Она произнесла эти слова тоном снисходительного превосходства, и в устах такой женщины, как госпожа де Фаркли, обращавшейся к такому мужчине, как барон де Луицци, могли означать только следующее:

«Вы не представляете, чего стоите на самом деле, и теряете все шансы на успех только потому, что чересчур скромны».

По крайней мере, именно так воспринял ее слова барон, тем не менее возразивший:

— Ребенком я являюсь еще в меньшей степени, нежели героем анекдота.

— Ну хорошо, вы не смешны и вы не ребенок — прошу прощения за некоторую неточность; просто вы какой-то ненастоящий, а вернее, не совсем естественный.

— Я знаю наверняка только то, что я недалекий провинциал, ибо теперь вовсе ничего не понимаю.

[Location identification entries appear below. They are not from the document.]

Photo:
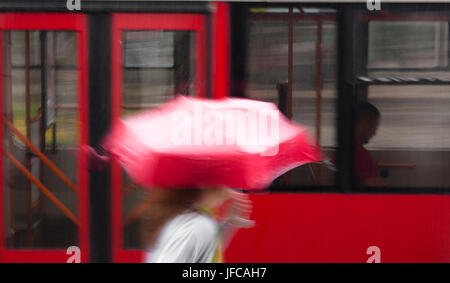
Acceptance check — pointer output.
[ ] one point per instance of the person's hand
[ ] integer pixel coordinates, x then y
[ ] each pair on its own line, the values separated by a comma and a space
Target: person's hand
95, 161
239, 209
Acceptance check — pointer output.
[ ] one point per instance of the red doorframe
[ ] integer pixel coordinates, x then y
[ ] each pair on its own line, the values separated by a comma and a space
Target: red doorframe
47, 21
119, 23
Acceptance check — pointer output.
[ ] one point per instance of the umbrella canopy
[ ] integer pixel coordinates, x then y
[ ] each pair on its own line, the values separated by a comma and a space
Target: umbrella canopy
192, 142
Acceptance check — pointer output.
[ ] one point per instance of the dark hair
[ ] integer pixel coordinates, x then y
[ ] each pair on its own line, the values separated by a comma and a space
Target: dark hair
165, 205
367, 111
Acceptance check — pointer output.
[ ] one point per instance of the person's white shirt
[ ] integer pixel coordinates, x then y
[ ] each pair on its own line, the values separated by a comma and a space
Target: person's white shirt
190, 237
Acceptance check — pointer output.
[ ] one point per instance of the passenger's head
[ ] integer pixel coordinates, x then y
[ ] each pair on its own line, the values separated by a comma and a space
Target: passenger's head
367, 120
168, 203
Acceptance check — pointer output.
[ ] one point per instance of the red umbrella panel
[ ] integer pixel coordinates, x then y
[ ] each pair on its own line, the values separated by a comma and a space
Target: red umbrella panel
191, 142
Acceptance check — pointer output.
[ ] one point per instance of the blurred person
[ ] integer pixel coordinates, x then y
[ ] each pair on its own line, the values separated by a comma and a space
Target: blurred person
367, 121
185, 225
181, 225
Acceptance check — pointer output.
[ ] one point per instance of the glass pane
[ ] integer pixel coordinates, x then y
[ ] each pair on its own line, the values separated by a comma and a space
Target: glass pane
267, 58
32, 220
411, 147
412, 116
157, 65
313, 81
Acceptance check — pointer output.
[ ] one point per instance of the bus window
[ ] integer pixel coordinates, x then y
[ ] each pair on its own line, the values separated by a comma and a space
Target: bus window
407, 75
40, 102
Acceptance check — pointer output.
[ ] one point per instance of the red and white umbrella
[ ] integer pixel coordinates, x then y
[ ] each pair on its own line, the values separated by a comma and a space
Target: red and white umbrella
192, 142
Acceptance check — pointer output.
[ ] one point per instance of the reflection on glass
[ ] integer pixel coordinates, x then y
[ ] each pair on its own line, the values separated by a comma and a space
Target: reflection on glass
411, 146
30, 58
313, 81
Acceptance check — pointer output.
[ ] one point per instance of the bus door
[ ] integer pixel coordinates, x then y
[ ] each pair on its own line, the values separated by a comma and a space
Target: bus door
43, 191
154, 57
405, 74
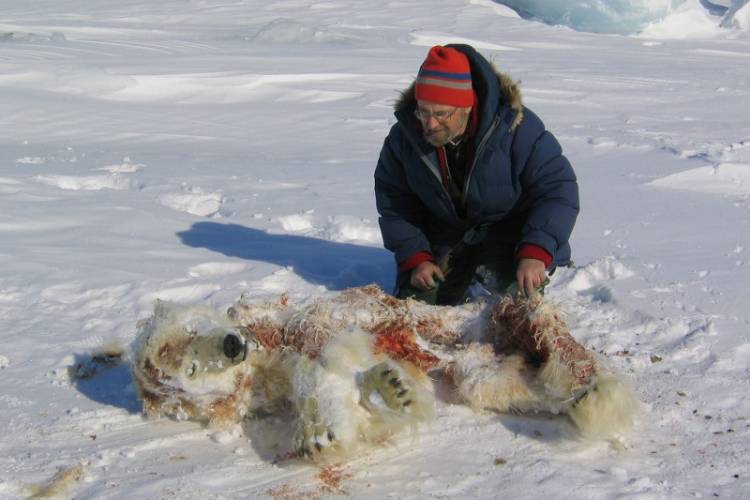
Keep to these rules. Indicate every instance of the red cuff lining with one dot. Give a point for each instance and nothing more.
(531, 251)
(415, 260)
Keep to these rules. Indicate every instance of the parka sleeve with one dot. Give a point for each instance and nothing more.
(550, 187)
(401, 211)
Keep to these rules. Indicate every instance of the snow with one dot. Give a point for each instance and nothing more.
(193, 151)
(651, 18)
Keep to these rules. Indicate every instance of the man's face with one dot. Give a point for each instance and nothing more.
(441, 123)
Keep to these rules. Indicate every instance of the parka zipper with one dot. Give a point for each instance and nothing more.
(436, 171)
(477, 153)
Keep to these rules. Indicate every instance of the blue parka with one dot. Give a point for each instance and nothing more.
(519, 185)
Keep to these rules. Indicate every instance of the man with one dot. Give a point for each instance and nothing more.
(470, 181)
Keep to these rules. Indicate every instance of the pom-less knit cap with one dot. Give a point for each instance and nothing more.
(445, 78)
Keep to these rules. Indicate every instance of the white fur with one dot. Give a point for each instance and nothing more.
(320, 360)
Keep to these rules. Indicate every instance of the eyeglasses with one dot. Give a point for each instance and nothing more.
(441, 116)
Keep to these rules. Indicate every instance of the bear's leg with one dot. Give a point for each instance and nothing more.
(486, 380)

— Ну что ж! — Госпожа де Фаркли необычайно ловко продолжала кокетничать с бароном, так сказать, физически: в ход пошли соблазнительные изгибы тела, особые интонации голоса, изящно и вовремя снятая с прелестной ручки перчатка, чуть приподнятый кончик маски и полуоткрытые сладострастные губки, поигрывающие над девственно-чистыми зубами — в общем, тысячи и тысячи маленьких женских хитростей, позволяющих мужчине рассмотреть прелестницу в самом выгодном свете. — Ну что ж! — повторила Лора. — Поясню, что я имела в виду. Господин барон, вы человек порядочный в глубине души, и к вам я испытываю нешуточную благодарность: вас лично, в отличие от других, не ввело в заблуждение то, что случилось сегодня вечером. И потому-то я осмелюсь дать (ибо вы еще достаточно молоды) совет, который пойдет, надеюсь, во благо… Если только вы ему последуете. Так вот: вы не умеете ни признать, ни опровергнуть связь с женщиной, а меж тем именно в этом и состоит искусство любовных интриг. Я позволю себе взять ваше собственное поведение как пример: только что я говорила о двух дамах; держу пари, хотя я и не знаю всего, что было на самом деле, — вы обладали только одной из них; и что ж! Вы отделались одной банальной и ничего не значащей фразой и о первой, и о второй! Если ваши слова имеют какой-то смысл, если они хоть в какой-то мере правдивы, то вы оскорбили одну из них, поставив обеих на одну доску — и ту, что совершила ошибку, и ту, что ни в коей мере не виновна; если же эта фраза, как я уже сказала, банальна и ничего не значит, то вы опять-таки нанесли оскорбление женщине, что не поддалась на ваши притязания, поскольку не встали на защиту ее чести.